The financial estimates, which are later voted on by Parliament and published by the government, show what the government’s yearly budget is for the many and various ministries, authorities, and entities which fall under its umbrella.
Chief amongst those for the benefit of this analysis is the budget for ‘film industry incentives’ – which what the tax rebate scheme which Gladiator 2 took advantage of falls under.
The financial estimates for 2023 show that the figure allocated to this is of €11 million – a figure which is already 18 times more than the €600,000 which the government allocated to local filmmakers to take advantage of.

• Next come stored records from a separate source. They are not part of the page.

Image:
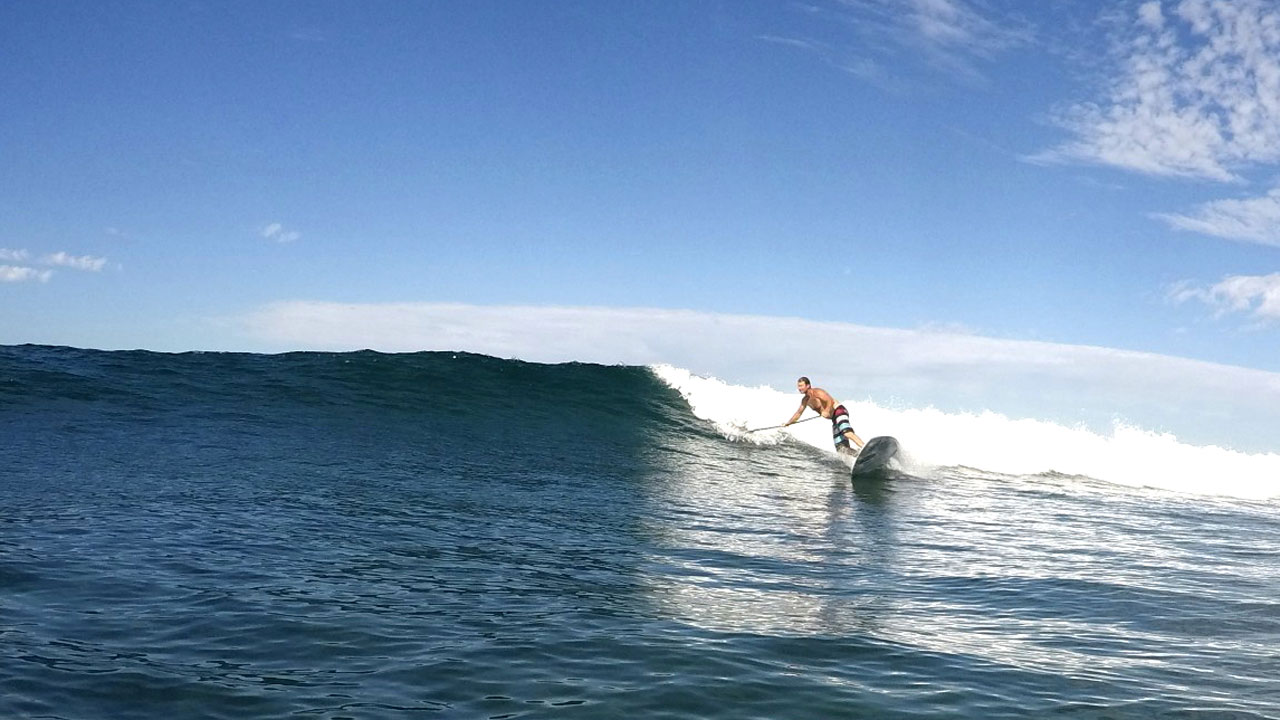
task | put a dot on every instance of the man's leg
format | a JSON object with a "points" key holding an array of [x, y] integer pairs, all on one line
{"points": [[856, 442]]}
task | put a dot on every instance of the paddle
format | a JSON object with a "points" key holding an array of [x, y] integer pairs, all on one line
{"points": [[776, 427]]}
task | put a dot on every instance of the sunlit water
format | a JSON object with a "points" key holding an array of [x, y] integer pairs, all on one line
{"points": [[344, 536]]}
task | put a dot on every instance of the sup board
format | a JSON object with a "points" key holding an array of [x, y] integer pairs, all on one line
{"points": [[874, 458]]}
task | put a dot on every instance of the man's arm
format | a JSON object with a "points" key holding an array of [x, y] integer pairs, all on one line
{"points": [[796, 417]]}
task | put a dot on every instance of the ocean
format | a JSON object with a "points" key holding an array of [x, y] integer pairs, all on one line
{"points": [[447, 534]]}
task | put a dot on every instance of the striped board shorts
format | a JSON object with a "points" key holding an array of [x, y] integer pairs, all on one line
{"points": [[839, 425]]}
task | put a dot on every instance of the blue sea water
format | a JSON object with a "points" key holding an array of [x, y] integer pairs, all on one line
{"points": [[457, 536]]}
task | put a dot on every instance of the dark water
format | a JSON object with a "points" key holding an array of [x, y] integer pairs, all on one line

However, a month after the Budget speech, prospective PN MEP candidate Peter Agius then flagged that the government had told the European Commission that it was ready to pay out up to €50 million in cash rebates to the international film industry – just over four times what was initially announced in the Budget, and over 83 times what was allocated to the local film industry.

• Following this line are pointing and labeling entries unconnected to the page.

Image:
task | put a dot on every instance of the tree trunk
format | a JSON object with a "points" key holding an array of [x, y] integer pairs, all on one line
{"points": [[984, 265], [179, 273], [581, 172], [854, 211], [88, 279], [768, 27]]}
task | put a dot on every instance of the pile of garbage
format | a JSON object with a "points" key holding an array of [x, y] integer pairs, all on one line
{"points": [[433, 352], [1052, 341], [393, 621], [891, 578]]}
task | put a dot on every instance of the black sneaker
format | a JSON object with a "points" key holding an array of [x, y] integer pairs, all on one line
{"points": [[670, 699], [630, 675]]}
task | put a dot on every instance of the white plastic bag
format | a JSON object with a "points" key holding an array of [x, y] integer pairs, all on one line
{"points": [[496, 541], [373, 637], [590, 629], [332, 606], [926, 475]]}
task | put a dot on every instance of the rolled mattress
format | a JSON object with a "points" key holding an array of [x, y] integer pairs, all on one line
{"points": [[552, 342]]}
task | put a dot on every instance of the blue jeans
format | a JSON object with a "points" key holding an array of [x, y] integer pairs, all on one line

The prophecy came through as it later emerged that Gladiator 2 had been granted a cash rebate of €46.7 million by itself.
The Times of Malta’s report further stated that the Film Commission has committed to dishing out €69 million in cash rebates this year – a figure that is set to rise to €80 million by the end of the year: obliterating both the Budget presented by the Finance Ministry and what the government told the European Commission no more than a few weeks later.

Justice, Social Accommodation and Planning Ministries all received less funding for 2023
Even in the context of public spending, the government’s financial estimates show that a figure like €46.7 million is not an insignificant one.
An analysis of the financial estimates for 2023 shows that this figure even eclipses the financial allocation which was granted to three ministries.
These are the Justice Ministry (allocated €43.2 million), the Social Accommodation Ministry (allocated €43.1 million), and the Planning Ministry (allocated €37.3 million).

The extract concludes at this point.